按字符列名称过滤数据框（在 dplyr 中）

Question

I have a data frame and want to filter it in one of two ways, by either column "this" or column "that". I would like to be able to refer to the column name as a variable. How (in dplyr , if that makes a difference) do I refer to a column name by a variable?

library(dplyr)
df <- data.frame(this = c(1, 2, 2), that = c(1, 1, 2))
df
#   this that
# 1    1    1
# 2    2    1
# 3    2    2
df %>% filter(this == 1)
#   this that
# 1    1    1

But say I want to use the variable column to hold either "this" or "that", and filter on whatever the value of column is. Both as.symbol and get work in other contexts, but not this:

column <- "this"
df %>% filter(as.symbol(column) == 1)
# [1] this that
# <0 rows> (or 0-length row.names)
df %>% filter(get(column) == 1)
# Error in get("this") : object 'this' not found

How can I turn the value of column into a column name?

Answer 1

From the current dplyr help file (emphasis by me):

dplyr used to offer twin versions of each verb suffixed with an underscore. These versions had standard evaluation (SE) semantics: rather than taking arguments by code, like NSE verbs, they took arguments by value. Their purpose was to make it possible to program with dplyr. However, dplyr now uses tidy evaluation semantics . NSE verbs still capture their arguments, but you can now unquote parts of these arguments. This offers full programmability with NSE verbs. Thus, the underscored versions are now superfluous.
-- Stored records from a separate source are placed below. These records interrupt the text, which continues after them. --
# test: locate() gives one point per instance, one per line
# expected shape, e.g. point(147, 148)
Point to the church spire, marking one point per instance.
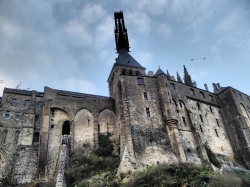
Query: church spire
point(187, 77)
point(121, 35)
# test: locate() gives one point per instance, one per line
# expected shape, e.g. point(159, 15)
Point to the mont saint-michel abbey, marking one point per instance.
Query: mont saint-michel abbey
point(153, 118)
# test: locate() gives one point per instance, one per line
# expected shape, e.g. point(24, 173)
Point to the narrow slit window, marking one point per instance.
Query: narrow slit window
point(202, 95)
point(216, 132)
point(191, 91)
point(184, 120)
point(211, 110)
point(172, 86)
point(13, 102)
point(140, 81)
point(18, 116)
point(210, 97)
point(7, 114)
point(217, 121)
point(201, 118)
point(201, 129)
point(27, 103)
point(198, 105)
point(4, 136)
point(147, 112)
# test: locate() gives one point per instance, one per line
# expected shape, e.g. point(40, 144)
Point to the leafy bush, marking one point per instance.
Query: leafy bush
point(171, 176)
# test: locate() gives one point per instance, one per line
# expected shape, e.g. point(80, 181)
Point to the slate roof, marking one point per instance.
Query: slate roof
point(79, 95)
point(124, 58)
point(159, 72)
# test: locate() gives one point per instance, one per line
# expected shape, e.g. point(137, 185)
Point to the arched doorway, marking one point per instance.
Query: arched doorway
point(66, 128)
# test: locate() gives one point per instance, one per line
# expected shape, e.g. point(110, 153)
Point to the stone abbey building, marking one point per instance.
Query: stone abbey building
point(153, 118)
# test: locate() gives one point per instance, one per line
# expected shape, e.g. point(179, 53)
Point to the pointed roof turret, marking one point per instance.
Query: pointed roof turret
point(187, 77)
point(179, 78)
point(159, 72)
point(121, 35)
point(168, 75)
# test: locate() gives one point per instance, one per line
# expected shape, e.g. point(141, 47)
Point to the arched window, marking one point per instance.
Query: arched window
point(66, 128)
point(36, 137)
point(4, 136)
point(16, 137)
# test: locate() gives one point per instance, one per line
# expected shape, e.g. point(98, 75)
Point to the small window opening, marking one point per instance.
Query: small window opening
point(168, 111)
point(52, 114)
point(199, 106)
point(201, 118)
point(13, 102)
point(18, 116)
point(36, 137)
point(184, 120)
point(7, 114)
point(16, 137)
point(211, 110)
point(172, 86)
point(210, 97)
point(201, 128)
point(202, 95)
point(216, 132)
point(27, 103)
point(39, 104)
point(192, 91)
point(4, 136)
point(140, 81)
point(147, 112)
point(66, 128)
point(217, 121)
point(241, 96)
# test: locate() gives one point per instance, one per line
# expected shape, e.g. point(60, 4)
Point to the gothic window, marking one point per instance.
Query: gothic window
point(202, 95)
point(16, 137)
point(36, 137)
point(147, 112)
point(192, 91)
point(7, 114)
point(172, 86)
point(4, 136)
point(18, 116)
point(140, 81)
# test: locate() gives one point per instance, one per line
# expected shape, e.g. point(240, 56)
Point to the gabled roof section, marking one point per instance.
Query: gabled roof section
point(159, 72)
point(124, 58)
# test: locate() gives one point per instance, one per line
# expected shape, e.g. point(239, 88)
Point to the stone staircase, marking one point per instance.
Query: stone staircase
point(63, 164)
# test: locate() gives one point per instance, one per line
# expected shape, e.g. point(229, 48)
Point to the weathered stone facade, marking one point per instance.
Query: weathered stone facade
point(153, 119)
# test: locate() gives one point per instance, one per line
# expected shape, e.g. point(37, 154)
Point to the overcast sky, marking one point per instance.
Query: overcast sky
point(70, 45)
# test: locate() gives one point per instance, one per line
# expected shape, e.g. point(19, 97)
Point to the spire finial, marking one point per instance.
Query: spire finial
point(121, 35)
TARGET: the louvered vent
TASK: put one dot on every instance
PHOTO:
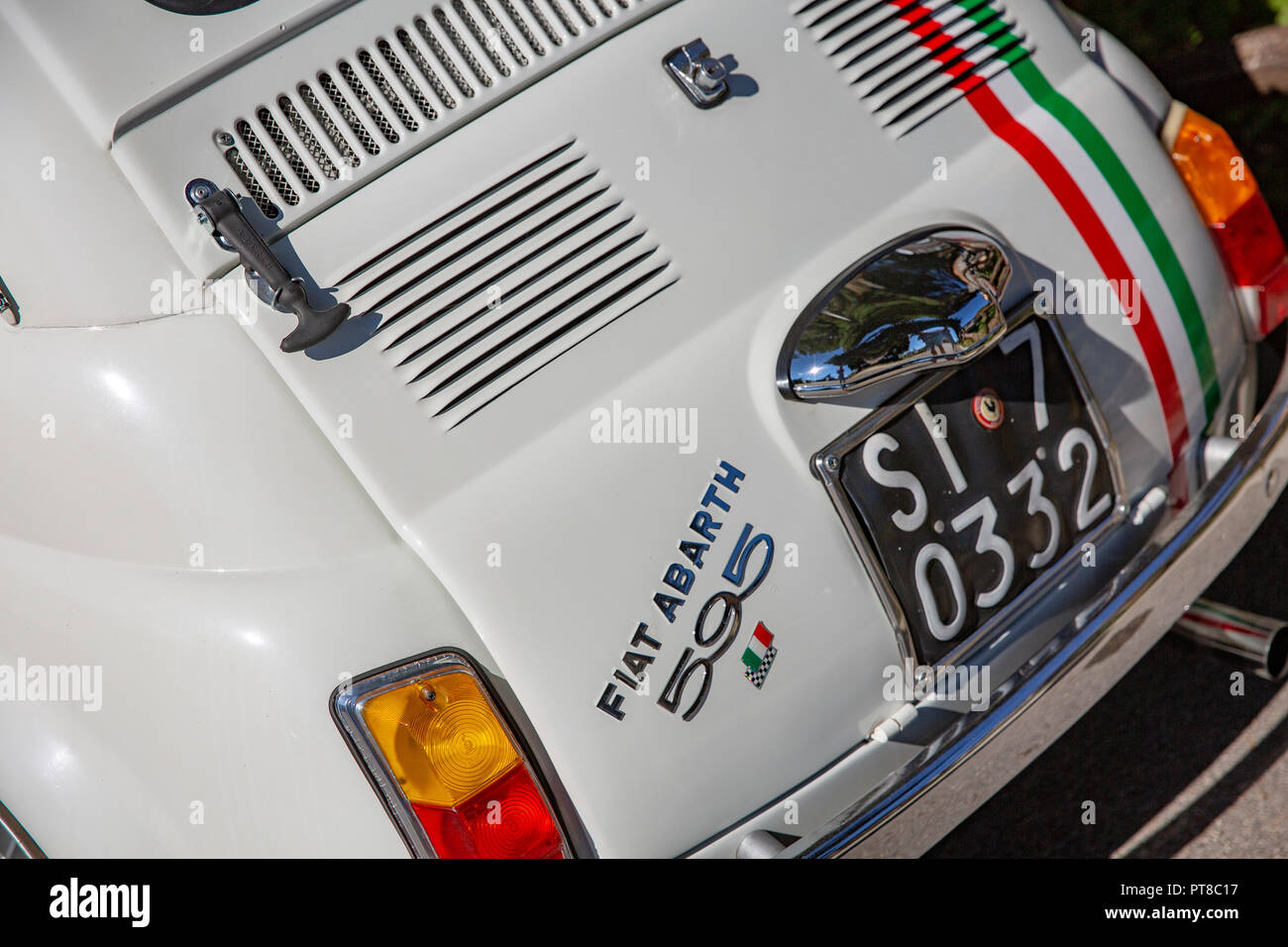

So we basically need to do two things, to be able to refer to the value "this" of the variable column inside dplyr::filter() :

1. We need to turn the variable column which is of type character into type symbol .

   Using base R this can be achieved by the function as.symbol() which is an alias for as.name() . The former is preferred by the tidyverse developers because it

   follows a more modern terminology (R types instead of S modes).

   Alternatively the same can be achieved by rlang::sym() from the tidyverse.

2. We need to unquote the symbol from 1).

   What unquoting exactly means can be learned in the vignette Programming with dplyr . It is achieved by the syntactic sugar !! .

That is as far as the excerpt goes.